The url_encode function first appeared in version 3.4.0 and is defined as:
val df = Seq(
"https://spark.apache.org",
"hello world",
"name=Ada Lovelace&city=London",
"café & croissant",
).toDF("input")
val df2 = df
.withColumn("encoded", expr("url_encode(input)"))
df2.show(false)
// +-----------------------------+-----------------------------------+
// |input |encoded |
// +-----------------------------+-----------------------------------+
// |https://spark.apache.org |https%3A%2F%2Fspark.apache.org |
// |hello world |hello+world |
// |name=Ada Lovelace&city=London|name%3DAda+Lovelace%26city%3DLondon|
// |café & croissant |caf%C3%A9+%26+croissant |
// +-----------------------------+-----------------------------------+
Notice that = becomes %3D, & becomes %26, and the é in café is encoded as its two UTF-8 bytes %C3%A9. This is the format you want when building a URL query string from user input or other data.
Decoding URL-encoded strings
url_decode(str) - Decodes str from application/x-www-form-urlencoded format
url_decode is the inverse of url_encode. It converts + back to a space and %XX sequences back to their original characters.

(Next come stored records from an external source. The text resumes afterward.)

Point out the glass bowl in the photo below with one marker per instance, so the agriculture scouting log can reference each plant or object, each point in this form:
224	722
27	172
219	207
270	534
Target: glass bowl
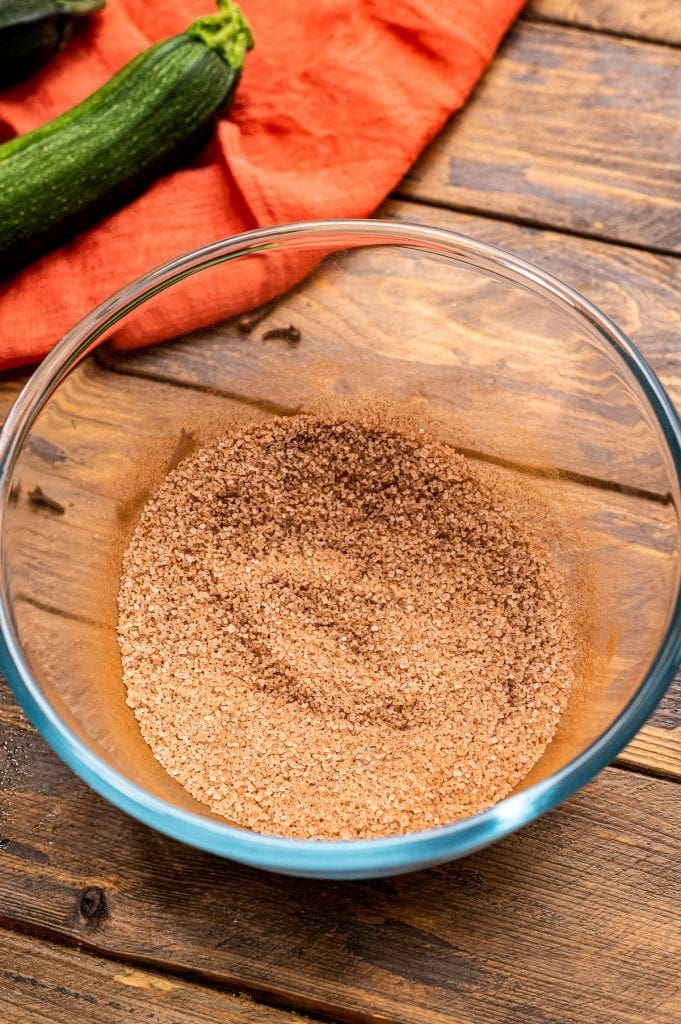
518	371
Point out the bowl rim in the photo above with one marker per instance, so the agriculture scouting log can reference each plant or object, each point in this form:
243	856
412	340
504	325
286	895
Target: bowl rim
329	858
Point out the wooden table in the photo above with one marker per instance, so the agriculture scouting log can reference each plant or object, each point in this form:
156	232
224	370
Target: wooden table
569	154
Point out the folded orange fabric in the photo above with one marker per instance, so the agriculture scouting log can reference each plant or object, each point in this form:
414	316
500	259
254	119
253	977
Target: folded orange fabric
336	101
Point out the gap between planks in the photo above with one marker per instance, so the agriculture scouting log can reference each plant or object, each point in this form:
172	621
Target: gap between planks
405	195
655	22
277	1006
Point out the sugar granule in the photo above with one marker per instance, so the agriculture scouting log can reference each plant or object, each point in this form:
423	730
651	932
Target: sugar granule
335	630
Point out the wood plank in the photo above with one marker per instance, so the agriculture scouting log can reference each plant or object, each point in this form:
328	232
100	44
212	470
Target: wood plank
656	20
114	414
521	931
567	129
65	567
654	750
639	290
44	981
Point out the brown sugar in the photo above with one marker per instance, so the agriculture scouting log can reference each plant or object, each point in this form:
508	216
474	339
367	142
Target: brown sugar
336	630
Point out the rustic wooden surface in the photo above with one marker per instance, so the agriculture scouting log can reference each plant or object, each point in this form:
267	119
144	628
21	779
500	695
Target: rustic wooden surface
568	155
568	129
573	920
46	981
655	20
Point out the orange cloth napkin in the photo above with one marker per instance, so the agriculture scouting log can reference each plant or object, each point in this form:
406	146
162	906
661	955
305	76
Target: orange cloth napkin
336	101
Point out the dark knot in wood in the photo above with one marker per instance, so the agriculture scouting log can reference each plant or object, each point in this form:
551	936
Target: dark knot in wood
92	905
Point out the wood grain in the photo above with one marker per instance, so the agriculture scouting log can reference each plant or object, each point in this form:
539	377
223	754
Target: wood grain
655	20
519	932
567	129
654	750
41	981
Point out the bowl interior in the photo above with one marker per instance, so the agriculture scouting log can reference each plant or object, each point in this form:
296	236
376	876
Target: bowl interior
497	365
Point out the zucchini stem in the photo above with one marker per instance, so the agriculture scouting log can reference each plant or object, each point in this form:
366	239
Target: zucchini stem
226	32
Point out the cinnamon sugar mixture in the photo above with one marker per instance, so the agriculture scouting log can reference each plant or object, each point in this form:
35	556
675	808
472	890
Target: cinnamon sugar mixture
333	630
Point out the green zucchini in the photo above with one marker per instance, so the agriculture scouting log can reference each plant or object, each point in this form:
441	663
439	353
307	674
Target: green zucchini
145	120
33	31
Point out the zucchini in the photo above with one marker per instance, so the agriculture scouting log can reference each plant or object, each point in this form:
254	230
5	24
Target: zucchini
33	31
145	120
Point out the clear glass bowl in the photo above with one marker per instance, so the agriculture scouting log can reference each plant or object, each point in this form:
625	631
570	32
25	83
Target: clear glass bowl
519	370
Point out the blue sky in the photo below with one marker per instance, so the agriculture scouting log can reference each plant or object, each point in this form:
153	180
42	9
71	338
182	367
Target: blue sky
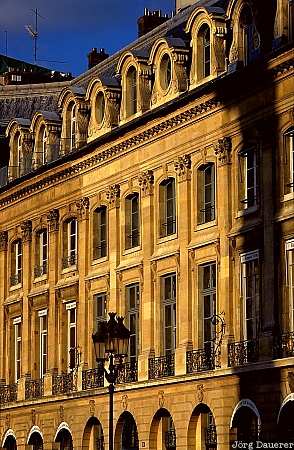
68	29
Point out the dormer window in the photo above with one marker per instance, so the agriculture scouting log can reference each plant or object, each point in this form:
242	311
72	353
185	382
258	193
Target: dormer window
131	91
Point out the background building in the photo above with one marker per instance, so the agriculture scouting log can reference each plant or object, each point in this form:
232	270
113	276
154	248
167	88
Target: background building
158	184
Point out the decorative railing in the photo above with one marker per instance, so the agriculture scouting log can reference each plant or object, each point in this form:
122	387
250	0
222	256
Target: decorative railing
15	279
64	383
170	439
127	372
92	378
162	366
41	270
200	360
210	436
34	389
8	393
69	261
284	345
242	353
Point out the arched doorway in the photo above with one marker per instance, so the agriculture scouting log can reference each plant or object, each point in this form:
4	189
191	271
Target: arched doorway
162	432
286	423
126	434
245	422
93	438
64	439
36	441
202	429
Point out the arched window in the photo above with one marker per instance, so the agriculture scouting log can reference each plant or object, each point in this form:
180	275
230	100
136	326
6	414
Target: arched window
132	229
206	193
100	232
131	91
167	201
204	65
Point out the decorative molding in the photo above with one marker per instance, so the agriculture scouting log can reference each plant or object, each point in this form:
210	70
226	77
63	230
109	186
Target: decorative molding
223	150
53	220
3	241
183	167
146	182
26	230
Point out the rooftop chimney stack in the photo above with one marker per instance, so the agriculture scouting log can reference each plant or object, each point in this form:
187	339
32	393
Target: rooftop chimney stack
95	57
150	20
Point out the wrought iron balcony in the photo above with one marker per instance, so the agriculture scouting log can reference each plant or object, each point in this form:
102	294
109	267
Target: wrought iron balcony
127	372
8	393
284	345
41	270
170	439
15	279
64	383
92	378
69	261
34	389
242	353
210	436
162	366
200	360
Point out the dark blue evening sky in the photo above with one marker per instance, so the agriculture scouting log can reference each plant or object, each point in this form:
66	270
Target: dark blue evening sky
70	28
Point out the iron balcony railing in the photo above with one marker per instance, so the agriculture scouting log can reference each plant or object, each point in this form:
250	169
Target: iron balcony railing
63	383
92	378
242	353
200	360
162	366
34	389
8	393
127	372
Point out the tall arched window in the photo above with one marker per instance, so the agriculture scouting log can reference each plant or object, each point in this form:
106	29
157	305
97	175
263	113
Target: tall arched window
131	91
204	65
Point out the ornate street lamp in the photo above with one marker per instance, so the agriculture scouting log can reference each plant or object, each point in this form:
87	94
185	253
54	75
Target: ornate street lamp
111	341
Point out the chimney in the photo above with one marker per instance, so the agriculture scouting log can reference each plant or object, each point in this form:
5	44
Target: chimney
95	58
150	20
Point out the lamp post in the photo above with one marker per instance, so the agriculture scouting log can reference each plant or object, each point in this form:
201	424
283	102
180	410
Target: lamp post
111	341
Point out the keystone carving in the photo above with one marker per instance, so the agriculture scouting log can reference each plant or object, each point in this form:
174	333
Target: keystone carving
182	167
223	150
146	182
26	230
53	219
3	240
112	195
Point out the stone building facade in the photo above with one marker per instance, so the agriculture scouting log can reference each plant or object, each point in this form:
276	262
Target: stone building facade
159	185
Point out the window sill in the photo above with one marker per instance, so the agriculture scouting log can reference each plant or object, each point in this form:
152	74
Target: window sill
205	225
245	212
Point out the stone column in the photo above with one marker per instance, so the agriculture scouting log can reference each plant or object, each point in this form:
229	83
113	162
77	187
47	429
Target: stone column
224	270
26	230
184	294
146	181
3	293
113	200
53	228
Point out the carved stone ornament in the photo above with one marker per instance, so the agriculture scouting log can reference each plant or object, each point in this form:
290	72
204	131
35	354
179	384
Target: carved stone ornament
146	182
53	219
3	240
83	208
223	150
112	195
182	167
26	230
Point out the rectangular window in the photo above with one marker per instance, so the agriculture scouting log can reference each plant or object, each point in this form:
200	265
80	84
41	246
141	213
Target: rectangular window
17	348
250	283
133	303
208	303
290	281
43	324
169	313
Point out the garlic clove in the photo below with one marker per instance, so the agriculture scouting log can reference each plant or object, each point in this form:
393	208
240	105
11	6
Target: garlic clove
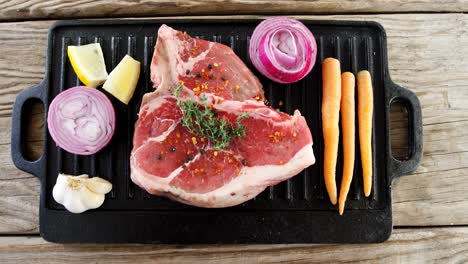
75	195
91	199
98	185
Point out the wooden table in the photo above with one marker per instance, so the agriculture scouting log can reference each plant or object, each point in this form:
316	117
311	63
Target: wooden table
427	46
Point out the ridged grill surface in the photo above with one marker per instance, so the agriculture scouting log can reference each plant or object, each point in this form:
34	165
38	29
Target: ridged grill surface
357	48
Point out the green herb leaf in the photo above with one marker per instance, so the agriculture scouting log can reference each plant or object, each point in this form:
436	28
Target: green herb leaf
203	121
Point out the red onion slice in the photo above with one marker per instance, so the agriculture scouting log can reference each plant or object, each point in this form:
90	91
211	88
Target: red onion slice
81	120
283	49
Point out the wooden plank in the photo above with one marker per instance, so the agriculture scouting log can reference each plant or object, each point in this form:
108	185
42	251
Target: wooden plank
65	9
425	54
430	245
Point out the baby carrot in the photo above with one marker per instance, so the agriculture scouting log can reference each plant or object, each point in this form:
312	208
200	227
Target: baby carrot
347	126
365	109
331	97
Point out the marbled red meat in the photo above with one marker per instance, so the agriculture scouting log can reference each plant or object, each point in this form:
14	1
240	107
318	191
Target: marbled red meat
203	67
168	160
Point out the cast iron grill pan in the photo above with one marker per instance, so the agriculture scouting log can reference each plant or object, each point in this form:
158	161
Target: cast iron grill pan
295	211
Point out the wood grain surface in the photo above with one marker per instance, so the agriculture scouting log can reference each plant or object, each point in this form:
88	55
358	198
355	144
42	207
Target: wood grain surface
427	54
430	245
14	10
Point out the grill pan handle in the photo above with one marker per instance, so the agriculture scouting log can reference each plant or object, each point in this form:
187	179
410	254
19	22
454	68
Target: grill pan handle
415	133
17	131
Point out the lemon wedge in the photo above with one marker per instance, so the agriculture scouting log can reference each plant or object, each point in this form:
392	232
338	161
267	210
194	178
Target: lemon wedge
88	63
123	79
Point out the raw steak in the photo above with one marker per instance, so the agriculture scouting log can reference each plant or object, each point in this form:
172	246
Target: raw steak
168	160
203	67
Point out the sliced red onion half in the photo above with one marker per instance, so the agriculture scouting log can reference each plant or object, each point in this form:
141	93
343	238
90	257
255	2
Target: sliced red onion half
283	49
81	120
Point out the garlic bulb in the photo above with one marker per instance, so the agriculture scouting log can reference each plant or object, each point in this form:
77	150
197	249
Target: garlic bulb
80	193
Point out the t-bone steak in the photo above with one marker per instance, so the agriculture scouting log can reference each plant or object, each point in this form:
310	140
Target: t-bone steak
168	160
203	66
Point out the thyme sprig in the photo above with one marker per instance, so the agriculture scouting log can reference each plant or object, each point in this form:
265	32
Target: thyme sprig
203	121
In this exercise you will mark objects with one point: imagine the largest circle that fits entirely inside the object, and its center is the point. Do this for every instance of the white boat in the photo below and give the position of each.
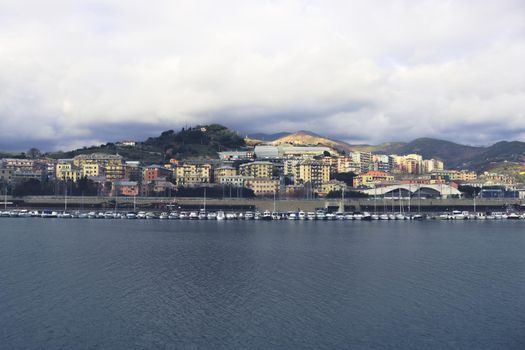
(46, 214)
(267, 215)
(349, 216)
(151, 215)
(231, 216)
(400, 216)
(320, 215)
(311, 215)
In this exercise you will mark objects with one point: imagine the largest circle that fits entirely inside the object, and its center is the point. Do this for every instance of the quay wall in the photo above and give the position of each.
(362, 204)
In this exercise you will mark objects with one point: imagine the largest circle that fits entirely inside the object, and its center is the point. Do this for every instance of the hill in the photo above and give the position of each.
(309, 138)
(202, 141)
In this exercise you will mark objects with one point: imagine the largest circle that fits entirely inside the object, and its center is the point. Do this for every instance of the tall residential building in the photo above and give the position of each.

The url_decode function first appeared in version 3.4.0 and is defined as:
val df = Seq(
"https%3A%2F%2Fspark.apache.org",
"hello+world",
"name%3DAda+Lovelace%26city%3DLondon",
"caf%C3%A9+%26+croissant",
).toDF("input")
val df2 = df
.withColumn("decoded", expr("url_decode(input)"))
df2.show(false)
// +-----------------------------------+-----------------------------+
// |input |decoded |
// +-----------------------------------+-----------------------------+
// |https%3A%2F%2Fspark.apache.org |https://spark.apache.org |
// |hello+world |hello world |
// |name%3DAda+Lovelace%26city%3DLondon|name=Ada Lovelace&city=London|
// |caf%C3%A9+%26+croissant |café & croissant |
// +-----------------------------------+-----------------------------+
Each row in the decoded column matches the original input from the previous example — encoding and then decoding with these two functions is a lossless round trip.
Extracting parts of a URL
parse_url(url, partToExtract) - Extracts a part from a URL
parse_url(url, partToExtract, key) - Extracts a specific query parameter from a URL
parse_url pulls named components out of a URL string. The partToExtract argument is a string literal that selects which piece you want. Common values are:
PROTOCOL— the scheme (http,https)HOST— the domain namePATH— everything from the first/after the host up to the query stringQUERY— everything after the?, without the?itselfREF— the fragment after#AUTHORITY—userinfo@host:portFILE— path plus query stringUSERINFO— theuser:passportion of the authority
val df = Seq(
"https://spark.apache.org/docs/latest/?tab=scala",
"http://example.com:8080/path/to/file.html#section",
"https://user:pass@api.example.com/v2/users?id=42&sort=asc",
).toDF("url")
val df2 = df
.withColumn("protocol", expr("parse_url(url, 'PROTOCOL')"))
.withColumn("host", expr("parse_url(url, 'HOST')"))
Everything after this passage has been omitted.